Nissan has moved to oust Ghosn as its chairman after an investigation found evidence of serious financial misconduct, leading to his arrest in Tokyo on Monday.
The French government, Renault’s biggest shareholder, called on Tuesday for an interim management structure to be put in place. Finance Minister Bruno Le Maire said Ghosn “is no longer fit to lead Renault” following his arrest.
Le Maire said that he wanted Renault to set up an interim management structure in light of Ghosn’s arrest. The minister also said he had asked French tax authorities to look into Ghosn’s affairs and that they had found nothing of particular note.

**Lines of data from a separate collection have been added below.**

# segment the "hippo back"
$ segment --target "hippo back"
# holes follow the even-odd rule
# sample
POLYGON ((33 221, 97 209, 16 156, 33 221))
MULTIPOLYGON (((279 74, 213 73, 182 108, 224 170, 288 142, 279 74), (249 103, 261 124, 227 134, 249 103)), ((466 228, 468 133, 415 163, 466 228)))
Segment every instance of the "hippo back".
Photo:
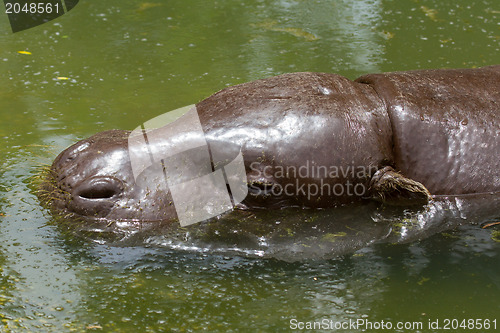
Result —
POLYGON ((369 74, 393 129, 395 166, 432 194, 500 191, 500 66, 369 74))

French President Emmanuel Macron said on Monday that his government would work to preserve the stability of Renault and its alliance with Nissan following Ghosn’s arrest.
Nissan said on Monday that an internal investigation had revealed that Ghosn engaged in wrongdoing including personal use of company money and under-reporting for years how much he was earning. Nissan said it would seek Ghosn’s removal as chairman at a board meeting on Thursday.
French Renault stake
The French state owns 15 percent of Renault, which in turn holds a 43.4 percent stake in Nissan.
Le Maire said he would contact his Japanese counterpart over the matter and reiterated that France’s priority was to ensure the stability of the Renault company. Renault’s partnership with Nissan was in the interests of both France and Japan and of both companies, he said.
“Renault has been weakened, which make it all the more necessary to act quickly,” Le Maire said.
Renault said its board will meet later on Tuesday but declined to disclose the agenda.
Renault shares were down 2.6 percent in early session trading, with the stock having slumped 8.4 percent on Monday.